Glossary of Terms

Capital Investment

The value of investments on buildings and other real property improvements, and all equipment additions (machinery, data, transferred, pollution control) made by the company.

Cluster

TNECD has 10 target industry clusters:

  • Aerospace & defense
  • Automotive
  • Business services (headquarters, data centers, back office)
  • Chemicals, plastics and rubber
  • Energy technology
  • Entertainment and media
  • Food and agribusiness
  • Healthcare and medical devices
  • Transportation, distribution and logistics
  • Other manufacturing

County Tier

Under state law, TNECD is required to annually classify each Tennessee county into one of four tiers.

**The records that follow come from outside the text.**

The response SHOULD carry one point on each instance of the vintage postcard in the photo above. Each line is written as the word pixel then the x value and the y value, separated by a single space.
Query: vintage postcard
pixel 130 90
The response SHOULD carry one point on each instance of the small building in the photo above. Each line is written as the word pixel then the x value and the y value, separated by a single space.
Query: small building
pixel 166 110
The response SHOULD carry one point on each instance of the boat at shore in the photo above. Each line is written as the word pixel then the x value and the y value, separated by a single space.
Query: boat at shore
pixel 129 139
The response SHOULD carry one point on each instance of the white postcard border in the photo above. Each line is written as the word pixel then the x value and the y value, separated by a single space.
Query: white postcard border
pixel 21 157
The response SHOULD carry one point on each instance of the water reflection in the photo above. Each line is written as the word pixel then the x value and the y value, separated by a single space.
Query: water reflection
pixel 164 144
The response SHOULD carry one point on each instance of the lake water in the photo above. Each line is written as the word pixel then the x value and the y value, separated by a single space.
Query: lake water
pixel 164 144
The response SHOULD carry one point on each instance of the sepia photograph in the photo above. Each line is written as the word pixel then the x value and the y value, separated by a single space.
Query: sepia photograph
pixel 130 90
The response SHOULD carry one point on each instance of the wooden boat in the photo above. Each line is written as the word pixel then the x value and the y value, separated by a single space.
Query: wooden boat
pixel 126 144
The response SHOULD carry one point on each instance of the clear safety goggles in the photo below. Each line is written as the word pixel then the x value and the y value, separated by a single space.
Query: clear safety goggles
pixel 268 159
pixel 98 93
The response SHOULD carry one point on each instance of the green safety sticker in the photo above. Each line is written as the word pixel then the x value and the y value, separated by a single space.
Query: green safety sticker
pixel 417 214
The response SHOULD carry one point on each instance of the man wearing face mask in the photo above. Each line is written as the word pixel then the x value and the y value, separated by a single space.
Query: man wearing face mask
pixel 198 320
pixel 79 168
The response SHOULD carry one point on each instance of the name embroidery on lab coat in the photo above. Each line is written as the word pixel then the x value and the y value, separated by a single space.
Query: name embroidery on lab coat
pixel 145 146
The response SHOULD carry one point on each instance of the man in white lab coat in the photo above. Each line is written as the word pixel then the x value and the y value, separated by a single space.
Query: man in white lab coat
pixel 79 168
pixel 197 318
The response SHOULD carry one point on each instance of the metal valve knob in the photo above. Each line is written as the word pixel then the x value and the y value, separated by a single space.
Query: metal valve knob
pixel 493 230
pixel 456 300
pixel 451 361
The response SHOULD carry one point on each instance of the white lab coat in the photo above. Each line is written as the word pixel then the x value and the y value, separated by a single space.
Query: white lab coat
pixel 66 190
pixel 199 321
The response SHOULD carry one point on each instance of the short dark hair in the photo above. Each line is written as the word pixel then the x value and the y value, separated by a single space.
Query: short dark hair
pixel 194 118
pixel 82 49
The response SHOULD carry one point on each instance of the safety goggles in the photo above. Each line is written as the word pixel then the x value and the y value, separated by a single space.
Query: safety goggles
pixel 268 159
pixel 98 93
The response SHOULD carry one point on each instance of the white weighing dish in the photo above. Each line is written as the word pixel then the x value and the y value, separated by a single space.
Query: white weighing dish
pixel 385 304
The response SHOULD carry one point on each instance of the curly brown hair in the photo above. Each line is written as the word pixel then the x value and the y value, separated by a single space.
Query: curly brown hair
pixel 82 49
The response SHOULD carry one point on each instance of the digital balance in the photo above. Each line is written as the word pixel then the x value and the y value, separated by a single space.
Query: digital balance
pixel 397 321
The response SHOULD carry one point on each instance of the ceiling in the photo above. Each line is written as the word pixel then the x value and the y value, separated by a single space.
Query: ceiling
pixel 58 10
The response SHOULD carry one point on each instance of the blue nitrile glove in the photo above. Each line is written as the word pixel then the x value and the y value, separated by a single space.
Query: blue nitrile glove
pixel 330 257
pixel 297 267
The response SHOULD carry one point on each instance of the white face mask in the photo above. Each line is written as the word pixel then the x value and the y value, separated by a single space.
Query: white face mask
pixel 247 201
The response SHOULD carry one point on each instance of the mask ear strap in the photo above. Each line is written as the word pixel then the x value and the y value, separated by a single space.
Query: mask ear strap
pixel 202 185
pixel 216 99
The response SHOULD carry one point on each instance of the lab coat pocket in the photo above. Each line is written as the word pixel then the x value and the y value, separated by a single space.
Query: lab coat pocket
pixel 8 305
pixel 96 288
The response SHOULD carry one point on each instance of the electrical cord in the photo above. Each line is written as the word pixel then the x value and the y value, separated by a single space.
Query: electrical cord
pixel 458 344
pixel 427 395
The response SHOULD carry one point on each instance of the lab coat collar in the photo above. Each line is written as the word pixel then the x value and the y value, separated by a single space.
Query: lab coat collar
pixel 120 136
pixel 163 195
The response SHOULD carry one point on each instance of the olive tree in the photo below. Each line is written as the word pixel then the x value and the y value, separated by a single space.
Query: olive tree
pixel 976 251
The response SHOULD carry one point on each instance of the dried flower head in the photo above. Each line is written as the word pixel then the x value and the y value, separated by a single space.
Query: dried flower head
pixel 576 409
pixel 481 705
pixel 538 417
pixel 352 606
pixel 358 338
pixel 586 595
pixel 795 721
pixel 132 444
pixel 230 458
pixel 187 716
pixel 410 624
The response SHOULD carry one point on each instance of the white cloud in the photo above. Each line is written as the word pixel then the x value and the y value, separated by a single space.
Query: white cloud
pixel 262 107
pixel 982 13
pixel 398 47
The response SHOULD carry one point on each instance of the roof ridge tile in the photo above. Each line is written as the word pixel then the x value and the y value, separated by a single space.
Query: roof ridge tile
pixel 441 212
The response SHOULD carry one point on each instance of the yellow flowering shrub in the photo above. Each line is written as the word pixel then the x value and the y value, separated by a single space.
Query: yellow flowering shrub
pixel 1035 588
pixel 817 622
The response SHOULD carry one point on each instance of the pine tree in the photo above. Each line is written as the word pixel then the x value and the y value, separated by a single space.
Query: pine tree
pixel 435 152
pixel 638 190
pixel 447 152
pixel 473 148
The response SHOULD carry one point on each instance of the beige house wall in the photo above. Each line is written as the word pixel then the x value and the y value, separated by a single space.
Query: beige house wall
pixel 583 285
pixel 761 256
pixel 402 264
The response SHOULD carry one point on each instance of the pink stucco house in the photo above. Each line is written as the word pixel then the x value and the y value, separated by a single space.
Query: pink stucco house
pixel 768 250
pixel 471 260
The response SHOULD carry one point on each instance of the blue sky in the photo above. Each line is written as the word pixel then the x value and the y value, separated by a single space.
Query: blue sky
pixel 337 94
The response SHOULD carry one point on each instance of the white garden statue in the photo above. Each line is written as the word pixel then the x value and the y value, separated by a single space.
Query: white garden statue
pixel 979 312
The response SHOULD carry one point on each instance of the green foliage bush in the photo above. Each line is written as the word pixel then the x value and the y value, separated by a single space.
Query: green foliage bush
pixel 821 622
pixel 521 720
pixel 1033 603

The tier system is based primarily on an index of county economic status developed annually by the Appalachian Regional Commission (ARC). The index is based on three equally weighted indicators: per capita market income, poverty rate and three-year average unemployment rate. Tier four counties rank as most economically distressed.

A county’s tier may impact company or community eligibility for state tax or economic development incentives. “County tier” may also be referred to as “county tax tier.”

Direct Economic Impacts

New jobs, incomes and output that will be generated over a 10-year forecast period by company expansion, new startup or re-location activities. (See “economic impact”).

Distressed County

Counties which rank among the nation’s 10 percent most economically distressed counties, according to an annual index created by the Appalachian Regional Commission (ARC). The ARC uses an index-based methodology to measure the economic status of all counties in the nation. The index is based on three equally weighted indicators: per capita market income, poverty rate and three-year average unemployment rate.

Economic Impact

Economic impact is measured in terms of the total number of new jobs, new salaries, and new economic output that are forecasted to be created in the State of Tennessee over a ten-year forecast period as a result of company expansion, new startup or re-location activities.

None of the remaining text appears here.